The school district and borough are still collecting on the current assessed value, “they’re not taking a loss,” and eventually will get additional revenues from higher property values and the business, sales and income taxes those developments will generate.
Evans said overall 19 percent of all properties in the borough are vacant. She compared that with Pittsburgh’s South Side 30 years ago before the revitalization there.
“They had a 37 percent vacancy rate back in the early ‘80s,” she said.
Evans said it’s a double whammy: Wilkinsburg is not benefiting from the business that would be conducted if those buildings were occupied, but “the borough as a whole has a large amount of delinquent taxes” from vacant as well as occupied buildings.
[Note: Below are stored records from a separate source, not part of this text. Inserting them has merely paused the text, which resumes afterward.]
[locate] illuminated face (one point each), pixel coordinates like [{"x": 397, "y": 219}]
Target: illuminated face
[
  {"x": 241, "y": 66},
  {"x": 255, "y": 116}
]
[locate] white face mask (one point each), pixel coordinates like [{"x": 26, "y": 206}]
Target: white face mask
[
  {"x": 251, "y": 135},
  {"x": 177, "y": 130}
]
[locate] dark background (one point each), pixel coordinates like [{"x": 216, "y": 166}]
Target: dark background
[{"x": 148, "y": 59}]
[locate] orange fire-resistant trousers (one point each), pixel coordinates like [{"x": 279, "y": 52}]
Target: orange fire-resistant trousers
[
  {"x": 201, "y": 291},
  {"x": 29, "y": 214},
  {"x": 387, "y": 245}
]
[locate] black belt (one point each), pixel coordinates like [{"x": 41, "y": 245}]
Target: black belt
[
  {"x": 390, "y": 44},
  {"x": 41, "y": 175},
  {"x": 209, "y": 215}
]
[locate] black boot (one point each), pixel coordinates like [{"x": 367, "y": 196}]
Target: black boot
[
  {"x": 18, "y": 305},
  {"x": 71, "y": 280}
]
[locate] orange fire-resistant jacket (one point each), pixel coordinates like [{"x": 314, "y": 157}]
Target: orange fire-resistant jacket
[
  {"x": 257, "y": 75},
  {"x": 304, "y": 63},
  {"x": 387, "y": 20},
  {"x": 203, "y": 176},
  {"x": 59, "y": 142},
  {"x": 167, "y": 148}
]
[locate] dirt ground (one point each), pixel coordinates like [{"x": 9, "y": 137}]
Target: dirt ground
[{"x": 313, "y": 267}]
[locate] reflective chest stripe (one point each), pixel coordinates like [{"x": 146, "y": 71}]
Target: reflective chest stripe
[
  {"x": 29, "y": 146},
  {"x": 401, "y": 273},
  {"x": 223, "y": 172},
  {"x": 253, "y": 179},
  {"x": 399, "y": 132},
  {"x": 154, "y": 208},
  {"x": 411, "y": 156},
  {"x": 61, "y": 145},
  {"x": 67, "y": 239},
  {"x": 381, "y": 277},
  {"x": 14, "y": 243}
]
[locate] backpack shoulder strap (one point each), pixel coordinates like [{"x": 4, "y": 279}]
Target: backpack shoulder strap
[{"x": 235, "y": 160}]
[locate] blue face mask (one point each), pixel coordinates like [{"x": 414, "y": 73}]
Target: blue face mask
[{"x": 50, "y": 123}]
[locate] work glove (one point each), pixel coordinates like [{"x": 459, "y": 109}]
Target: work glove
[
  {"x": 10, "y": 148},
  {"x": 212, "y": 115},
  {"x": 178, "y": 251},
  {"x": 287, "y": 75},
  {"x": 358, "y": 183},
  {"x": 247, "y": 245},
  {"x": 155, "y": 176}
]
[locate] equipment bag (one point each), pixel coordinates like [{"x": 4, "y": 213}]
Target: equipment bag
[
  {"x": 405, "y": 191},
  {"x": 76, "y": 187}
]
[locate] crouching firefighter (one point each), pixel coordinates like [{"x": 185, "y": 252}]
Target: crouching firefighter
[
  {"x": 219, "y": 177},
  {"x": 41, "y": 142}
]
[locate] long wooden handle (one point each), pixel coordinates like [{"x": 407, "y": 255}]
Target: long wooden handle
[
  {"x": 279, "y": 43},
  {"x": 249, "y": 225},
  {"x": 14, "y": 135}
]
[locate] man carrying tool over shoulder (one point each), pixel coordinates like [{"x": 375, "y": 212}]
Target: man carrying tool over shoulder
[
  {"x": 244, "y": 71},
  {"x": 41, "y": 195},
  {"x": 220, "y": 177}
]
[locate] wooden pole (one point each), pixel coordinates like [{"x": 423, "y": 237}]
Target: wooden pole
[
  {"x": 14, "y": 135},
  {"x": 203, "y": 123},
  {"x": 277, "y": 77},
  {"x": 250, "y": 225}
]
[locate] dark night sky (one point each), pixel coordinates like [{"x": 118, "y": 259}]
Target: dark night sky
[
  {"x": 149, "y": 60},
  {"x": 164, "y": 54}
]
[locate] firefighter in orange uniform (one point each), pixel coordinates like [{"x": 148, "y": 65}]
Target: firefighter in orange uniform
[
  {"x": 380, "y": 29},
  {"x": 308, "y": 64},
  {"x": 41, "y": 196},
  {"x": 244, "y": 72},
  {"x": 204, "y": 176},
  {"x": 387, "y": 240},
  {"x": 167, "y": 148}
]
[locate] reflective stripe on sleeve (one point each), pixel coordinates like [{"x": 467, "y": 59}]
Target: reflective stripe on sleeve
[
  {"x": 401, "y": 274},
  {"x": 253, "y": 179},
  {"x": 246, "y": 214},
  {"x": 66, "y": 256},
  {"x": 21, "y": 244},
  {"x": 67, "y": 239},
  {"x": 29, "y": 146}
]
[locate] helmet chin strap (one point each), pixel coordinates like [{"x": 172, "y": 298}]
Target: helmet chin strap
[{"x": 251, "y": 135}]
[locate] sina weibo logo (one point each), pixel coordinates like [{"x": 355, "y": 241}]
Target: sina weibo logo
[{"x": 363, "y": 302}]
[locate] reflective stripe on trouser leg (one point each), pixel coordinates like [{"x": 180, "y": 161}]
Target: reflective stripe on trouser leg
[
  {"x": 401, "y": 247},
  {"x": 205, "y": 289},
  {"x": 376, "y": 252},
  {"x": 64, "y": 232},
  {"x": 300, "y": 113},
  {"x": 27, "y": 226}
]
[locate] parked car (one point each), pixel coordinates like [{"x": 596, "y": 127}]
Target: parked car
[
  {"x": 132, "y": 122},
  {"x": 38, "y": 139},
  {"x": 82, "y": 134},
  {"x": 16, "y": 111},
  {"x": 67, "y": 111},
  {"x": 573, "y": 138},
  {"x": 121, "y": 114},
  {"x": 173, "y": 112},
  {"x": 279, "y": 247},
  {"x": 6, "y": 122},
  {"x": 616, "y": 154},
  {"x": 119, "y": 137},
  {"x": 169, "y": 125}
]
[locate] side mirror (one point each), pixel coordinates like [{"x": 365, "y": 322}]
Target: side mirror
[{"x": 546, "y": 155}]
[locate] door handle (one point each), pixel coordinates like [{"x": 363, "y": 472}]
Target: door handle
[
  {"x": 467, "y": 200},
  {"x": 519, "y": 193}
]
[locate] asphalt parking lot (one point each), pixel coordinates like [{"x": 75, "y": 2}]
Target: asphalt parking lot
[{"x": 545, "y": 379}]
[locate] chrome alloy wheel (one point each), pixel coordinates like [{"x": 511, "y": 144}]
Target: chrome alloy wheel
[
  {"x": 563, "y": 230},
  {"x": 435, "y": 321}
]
Evans said by getting some of these buildings back on the tax rolls, it will benefit the borough and school district.
“Ideally we can get to a point where we’re lower our millage rate to be more equal to the communities around us. We do have a really high combined millage rate,” she said.
At 51.36 mils, the rate is the highest in Allegheny County.
In 2014-15, the WCDC received 260 inquiries from individuals and companies interested in leasing commercial space or developing vacant and underutilized space: many in the food industry including restaurants and caterers as well as light manufacturing and retail.
“Though the demand for space in Wilkinsburg is high, there is a lack of code compliant buildings and storefronts, which limits the opportunity for new commercial businesses,” Evans said.
Their goal is each year to have at least two to three vacant buildings renovated
“It takes time to fix up a building,” she said.
There is a strong focus on attracting small businesses.
“People are moving from the [city’s] East End,” Evans said. “We’ve had several businesses that have relocated here from East Liberty who have been able to buy a building. They don’t want to continue to get pushed around and moved around as the rents go up. Now they can own their own property.”
The tax abatement is available to any commercial or mixed use building in the borough including current businesses considering significant improvements to their buildings, “to really get the appearance of the front of the buildings to look better because that’s something people have noted,” Evans said. “You drive through, and it’s starting to look better, but it still has a long way to go.”